Sunday, March 6, 2011

Things that FREAK me out!!

I have a long list of things that freak me out!! Things such as mice, spiders, snakes, cockroaches and moths. Why am I scared of moths, you may wonder, it is my brother Ben's fault!! Back in the 80's and 90's when hair was much higher, and therefore required a lot more hairspray. We lived in a house with a carport instead of a garage, my brother Ben would torture me!! This involved catching moths that would always gather around our fluro carport light. After he caught the moths he would come over to me with them  and chuck them into my BIG hair!!! Because my hair was so full of hairspray, and it was curly the moths would get stuck. You know the kind of moths I'm talking about? The big bad ugly ones. I would be bolting around the carport in absolute hysterics, screaming and going berserk!! Sometimes I still have dreams about it!! I know my reaction only egged him on, but I could not help it. I could hear them flapping around my ears, and feel their dusty wings against my face, it was absolute hell!

Now that I am all grown up, and we have a garage, I can easily avoid moths! There are still other things that freak me out though, and they are not the laughing kind. Last week I headed to the gym with the twins. The gym I go to is in a big shopping centre. As we were heading back to the car, Oli ran on in front while Sienna lagged behind. Sienna did not want to walk that day, she kept falling over and crying and asking to be carried, I had my gym bag and full hands so could not pick her up. When we turned the corner to the car park, Oli was no where to be seen!! I ran ahead worried he had run onto the road and been hit! I looked everywhere and could not see him.

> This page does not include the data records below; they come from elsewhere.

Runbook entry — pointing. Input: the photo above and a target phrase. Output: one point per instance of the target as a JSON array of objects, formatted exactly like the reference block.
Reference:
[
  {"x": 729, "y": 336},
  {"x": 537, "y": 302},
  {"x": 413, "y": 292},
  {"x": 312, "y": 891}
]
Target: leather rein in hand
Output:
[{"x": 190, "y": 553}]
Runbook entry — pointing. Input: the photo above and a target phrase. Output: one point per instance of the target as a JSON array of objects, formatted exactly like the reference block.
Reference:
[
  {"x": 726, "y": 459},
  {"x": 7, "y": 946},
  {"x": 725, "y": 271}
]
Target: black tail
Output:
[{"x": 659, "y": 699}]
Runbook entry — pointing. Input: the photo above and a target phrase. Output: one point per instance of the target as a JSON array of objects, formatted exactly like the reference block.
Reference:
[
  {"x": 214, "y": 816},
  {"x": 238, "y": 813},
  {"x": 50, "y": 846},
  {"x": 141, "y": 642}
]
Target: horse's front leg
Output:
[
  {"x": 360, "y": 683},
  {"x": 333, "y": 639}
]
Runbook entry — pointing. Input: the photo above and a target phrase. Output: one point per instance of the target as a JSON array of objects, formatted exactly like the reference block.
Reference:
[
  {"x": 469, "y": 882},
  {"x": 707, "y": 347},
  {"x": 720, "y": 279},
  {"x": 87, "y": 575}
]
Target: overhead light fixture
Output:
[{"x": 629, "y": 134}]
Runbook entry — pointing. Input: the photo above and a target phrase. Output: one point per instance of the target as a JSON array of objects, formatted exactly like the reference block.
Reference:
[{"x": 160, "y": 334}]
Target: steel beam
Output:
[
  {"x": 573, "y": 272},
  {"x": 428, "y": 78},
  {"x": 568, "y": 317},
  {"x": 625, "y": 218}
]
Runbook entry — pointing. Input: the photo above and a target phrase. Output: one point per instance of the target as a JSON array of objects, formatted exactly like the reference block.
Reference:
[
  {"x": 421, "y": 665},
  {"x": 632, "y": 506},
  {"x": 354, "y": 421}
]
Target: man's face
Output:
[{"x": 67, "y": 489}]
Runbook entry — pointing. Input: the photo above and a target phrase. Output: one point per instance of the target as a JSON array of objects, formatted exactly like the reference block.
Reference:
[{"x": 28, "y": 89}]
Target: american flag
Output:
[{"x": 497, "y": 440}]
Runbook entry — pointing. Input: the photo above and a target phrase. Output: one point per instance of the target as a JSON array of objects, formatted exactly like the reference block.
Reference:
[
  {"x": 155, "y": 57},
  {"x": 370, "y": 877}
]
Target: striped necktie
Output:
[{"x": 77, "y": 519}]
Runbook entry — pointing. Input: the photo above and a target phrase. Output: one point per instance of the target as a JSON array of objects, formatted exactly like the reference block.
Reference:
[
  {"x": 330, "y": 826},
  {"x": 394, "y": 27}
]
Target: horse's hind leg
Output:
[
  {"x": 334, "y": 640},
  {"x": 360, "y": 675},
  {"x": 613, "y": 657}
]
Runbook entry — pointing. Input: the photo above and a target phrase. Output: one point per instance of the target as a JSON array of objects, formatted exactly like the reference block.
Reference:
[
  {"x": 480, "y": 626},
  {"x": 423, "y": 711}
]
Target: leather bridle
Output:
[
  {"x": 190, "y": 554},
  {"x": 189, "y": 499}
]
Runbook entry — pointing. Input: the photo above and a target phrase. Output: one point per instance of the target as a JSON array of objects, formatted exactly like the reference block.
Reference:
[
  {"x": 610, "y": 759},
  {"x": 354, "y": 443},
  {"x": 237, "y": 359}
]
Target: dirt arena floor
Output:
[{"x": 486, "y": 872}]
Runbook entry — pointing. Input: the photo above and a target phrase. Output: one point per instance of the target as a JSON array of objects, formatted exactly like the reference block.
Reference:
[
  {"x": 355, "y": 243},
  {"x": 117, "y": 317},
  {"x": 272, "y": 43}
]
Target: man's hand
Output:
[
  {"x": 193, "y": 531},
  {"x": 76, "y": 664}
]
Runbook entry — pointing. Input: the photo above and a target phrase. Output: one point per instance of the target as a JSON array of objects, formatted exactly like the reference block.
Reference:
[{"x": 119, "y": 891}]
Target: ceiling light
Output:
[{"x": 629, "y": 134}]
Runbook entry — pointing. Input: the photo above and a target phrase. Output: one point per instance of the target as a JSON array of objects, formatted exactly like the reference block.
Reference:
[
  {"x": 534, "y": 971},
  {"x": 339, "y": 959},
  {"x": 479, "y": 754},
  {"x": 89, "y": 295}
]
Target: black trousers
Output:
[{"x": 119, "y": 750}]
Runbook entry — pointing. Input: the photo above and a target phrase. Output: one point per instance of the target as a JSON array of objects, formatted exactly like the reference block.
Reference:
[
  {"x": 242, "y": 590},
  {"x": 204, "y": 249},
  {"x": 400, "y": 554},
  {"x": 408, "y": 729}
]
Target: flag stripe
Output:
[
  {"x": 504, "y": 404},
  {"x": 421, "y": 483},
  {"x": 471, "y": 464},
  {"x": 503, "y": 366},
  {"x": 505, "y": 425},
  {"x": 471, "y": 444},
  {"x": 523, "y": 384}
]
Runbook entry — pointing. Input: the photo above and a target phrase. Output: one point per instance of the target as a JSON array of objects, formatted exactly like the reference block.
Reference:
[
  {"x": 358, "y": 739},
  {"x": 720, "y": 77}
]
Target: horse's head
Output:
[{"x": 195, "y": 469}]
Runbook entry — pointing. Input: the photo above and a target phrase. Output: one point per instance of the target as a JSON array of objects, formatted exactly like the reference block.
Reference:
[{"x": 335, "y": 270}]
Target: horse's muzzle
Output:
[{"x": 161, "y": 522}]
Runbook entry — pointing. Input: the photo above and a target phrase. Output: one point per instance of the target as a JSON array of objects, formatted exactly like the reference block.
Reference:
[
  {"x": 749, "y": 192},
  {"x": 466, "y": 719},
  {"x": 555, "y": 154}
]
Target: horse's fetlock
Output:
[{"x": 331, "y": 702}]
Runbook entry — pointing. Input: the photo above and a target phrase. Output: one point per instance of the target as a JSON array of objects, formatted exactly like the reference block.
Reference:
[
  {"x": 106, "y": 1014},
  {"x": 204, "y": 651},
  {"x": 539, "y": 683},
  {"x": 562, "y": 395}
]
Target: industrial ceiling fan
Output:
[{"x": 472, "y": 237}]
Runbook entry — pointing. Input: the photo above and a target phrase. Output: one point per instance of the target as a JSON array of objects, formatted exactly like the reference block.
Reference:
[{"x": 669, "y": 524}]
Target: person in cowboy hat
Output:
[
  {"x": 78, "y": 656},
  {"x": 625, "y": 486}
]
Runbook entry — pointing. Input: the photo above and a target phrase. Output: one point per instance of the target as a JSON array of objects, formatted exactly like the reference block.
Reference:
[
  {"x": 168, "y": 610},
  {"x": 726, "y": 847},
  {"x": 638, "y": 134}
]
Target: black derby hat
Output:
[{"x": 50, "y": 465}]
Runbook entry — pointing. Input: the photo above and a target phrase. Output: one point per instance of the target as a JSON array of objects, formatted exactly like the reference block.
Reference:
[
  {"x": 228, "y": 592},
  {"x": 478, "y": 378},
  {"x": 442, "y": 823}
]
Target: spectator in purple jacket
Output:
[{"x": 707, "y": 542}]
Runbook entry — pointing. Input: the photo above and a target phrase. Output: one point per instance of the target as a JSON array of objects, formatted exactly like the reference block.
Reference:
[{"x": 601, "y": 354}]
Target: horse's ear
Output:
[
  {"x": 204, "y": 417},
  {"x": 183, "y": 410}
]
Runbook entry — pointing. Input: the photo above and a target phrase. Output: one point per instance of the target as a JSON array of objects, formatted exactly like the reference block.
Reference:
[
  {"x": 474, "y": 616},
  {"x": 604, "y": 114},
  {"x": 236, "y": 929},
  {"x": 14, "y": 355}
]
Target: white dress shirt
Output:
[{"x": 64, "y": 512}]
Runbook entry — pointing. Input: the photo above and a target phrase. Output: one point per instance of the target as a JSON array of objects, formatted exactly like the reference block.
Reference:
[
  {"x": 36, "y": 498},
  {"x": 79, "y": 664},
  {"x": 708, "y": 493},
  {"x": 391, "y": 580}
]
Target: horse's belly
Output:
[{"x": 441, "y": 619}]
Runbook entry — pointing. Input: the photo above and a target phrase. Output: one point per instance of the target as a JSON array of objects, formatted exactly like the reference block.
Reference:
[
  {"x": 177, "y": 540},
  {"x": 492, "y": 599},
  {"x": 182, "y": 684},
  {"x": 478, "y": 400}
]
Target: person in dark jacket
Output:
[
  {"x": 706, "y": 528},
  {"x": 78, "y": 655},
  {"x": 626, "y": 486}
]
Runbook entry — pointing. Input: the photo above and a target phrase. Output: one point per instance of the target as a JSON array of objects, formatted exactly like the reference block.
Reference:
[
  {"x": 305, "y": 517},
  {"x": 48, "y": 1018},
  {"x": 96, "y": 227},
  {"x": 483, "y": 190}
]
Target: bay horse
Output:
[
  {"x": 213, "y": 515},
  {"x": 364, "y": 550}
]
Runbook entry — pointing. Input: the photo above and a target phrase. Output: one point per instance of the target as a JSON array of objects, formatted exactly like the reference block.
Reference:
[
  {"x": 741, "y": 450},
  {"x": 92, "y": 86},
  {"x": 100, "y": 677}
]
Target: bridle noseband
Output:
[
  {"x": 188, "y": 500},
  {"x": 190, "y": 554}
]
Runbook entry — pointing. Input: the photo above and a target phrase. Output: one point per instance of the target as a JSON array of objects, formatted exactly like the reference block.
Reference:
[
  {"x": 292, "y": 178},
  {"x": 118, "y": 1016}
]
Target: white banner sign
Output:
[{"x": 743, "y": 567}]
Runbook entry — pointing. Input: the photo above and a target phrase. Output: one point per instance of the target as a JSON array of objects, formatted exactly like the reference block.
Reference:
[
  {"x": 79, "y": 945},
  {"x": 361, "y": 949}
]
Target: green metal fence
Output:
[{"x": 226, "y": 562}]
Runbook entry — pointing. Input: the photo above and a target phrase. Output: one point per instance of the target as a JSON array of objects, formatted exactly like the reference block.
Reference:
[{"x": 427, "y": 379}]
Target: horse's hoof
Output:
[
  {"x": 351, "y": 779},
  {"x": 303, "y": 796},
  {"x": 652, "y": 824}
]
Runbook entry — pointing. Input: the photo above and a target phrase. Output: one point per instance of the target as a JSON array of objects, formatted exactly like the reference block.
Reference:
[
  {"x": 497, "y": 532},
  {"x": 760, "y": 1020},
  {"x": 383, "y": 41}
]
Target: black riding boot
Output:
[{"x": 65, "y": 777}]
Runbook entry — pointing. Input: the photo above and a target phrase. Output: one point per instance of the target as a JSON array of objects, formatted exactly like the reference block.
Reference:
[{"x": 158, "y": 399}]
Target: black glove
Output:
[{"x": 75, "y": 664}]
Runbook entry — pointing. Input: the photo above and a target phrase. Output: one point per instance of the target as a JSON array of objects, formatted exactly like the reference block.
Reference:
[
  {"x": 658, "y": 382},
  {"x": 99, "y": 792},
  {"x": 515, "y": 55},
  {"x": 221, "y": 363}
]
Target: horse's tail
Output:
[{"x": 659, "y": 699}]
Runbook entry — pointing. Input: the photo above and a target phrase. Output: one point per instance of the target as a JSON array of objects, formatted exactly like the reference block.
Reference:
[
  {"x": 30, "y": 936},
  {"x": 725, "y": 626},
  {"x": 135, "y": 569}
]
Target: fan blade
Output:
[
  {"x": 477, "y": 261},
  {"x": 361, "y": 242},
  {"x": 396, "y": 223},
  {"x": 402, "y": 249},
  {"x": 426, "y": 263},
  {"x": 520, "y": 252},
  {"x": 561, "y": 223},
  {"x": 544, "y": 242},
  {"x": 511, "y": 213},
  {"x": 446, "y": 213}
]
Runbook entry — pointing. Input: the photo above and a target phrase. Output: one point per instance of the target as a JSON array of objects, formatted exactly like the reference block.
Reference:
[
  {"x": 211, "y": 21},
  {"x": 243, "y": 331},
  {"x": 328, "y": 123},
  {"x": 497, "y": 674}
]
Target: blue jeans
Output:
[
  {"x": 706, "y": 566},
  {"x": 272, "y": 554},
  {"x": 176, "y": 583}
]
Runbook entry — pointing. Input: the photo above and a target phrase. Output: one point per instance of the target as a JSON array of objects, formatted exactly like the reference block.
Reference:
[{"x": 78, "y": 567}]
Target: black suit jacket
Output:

I started screaming his name, I was frantic! Sienna had caught up by now and sensing the panic in my voice started crying and saying "Oli where are you?" over and over. We were both losing it!! I picked Sienna up, and started running all over the place, screaming, people were staring at me, but I didn't care, I was feeling desperate. I ran back to the gym he wasn't there, I ran out to the playground, and saw him, totally oblivious to what I had gone through, he was running around with some random kids! I wanted to collapse and bawl my head off, I marched over to him, grabbed him by the arm and took him to the car. By the time I got to the car I was shaking, I strapped the twins in their chairs and just sat in the car for about 15minutes crying like a baby! When I could finally speak I tried to explain how important it was that Oli never ever leave my side, that there are bad people and that I could not live if anything ever happend to him.

Today when we went to the gym, as soon as we parked the car Sienna says to Oli "You are never running away again are you Oli, you are going to always hold hands forever?!" Oli reluctantly agreed! Now that I am a grown up there are so many things that scare me more than moths!! That's not to say I would like one thrown in my hair anytime soon!!!


this is how I used to keep track of my twins!! I might have to pull these out again!!